At one of the first art shows in my experience I exhibited a daylily sculpture and some other botanical sculptures. It was generally a pleasant adventure held in a outdoor botanical garden setting. It offered the opportunity to see lots of other art and craft work and to visit with people and just enjoy the outdoors. It was a lot of work and not highly profitable given the amount of effort required setting up and taking down the display and eventually I elected not to do those shows any longer but I have a lot of interesting memories. The daylily conversation is one.
A visitor carefully examined an untitled sculpture and then asked me what flower it was. I casually replied, “Daylily” and the response was, “I’m a daylily judge and that’s not a daylily.” I recall being so amazed that I don’t recall my followup.

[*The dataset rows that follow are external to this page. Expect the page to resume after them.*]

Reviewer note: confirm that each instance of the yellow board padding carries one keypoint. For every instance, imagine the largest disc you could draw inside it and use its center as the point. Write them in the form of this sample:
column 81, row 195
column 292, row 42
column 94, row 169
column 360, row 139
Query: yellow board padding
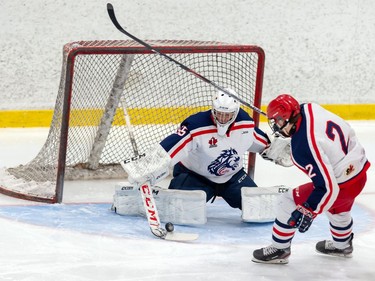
column 139, row 116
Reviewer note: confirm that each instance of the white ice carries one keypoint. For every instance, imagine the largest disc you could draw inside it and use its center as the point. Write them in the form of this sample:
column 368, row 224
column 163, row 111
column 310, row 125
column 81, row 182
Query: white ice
column 82, row 239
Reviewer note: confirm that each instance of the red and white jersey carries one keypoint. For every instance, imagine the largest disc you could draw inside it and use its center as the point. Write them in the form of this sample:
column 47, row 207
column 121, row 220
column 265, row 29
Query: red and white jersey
column 326, row 148
column 198, row 147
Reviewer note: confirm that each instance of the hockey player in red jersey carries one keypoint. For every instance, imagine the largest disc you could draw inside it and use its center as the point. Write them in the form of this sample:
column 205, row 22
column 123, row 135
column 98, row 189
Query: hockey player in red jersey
column 326, row 148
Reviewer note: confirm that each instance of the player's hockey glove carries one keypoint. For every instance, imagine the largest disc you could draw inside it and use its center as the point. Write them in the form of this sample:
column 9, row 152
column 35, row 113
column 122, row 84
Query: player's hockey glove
column 153, row 166
column 278, row 151
column 302, row 217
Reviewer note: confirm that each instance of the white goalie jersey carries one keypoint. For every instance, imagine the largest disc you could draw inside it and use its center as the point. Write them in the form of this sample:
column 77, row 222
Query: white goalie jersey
column 197, row 145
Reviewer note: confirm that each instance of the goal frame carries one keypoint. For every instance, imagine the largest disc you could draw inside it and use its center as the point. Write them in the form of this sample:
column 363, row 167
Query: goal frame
column 121, row 47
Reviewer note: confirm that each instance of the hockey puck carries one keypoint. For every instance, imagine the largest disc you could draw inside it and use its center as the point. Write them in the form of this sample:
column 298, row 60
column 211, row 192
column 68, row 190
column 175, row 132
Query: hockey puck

I was reminded of “The Treachery of Images” (La trahison des images), a painting by René Magritte, The picture shows a pipe and below it, Magritte painted, "Ceci n'est pas une pipe", French for "This is not a pipe." The painting is not a pipe, but rather an image of a pipe .http://en.wikipedia.org/wiki/The_Treachery_of_Images
A fellow artist blacksmith, much more experienced that me, said, “If a client comes over and says I’d love to buy your tulips (actually iris), don’t tell them they are iris.”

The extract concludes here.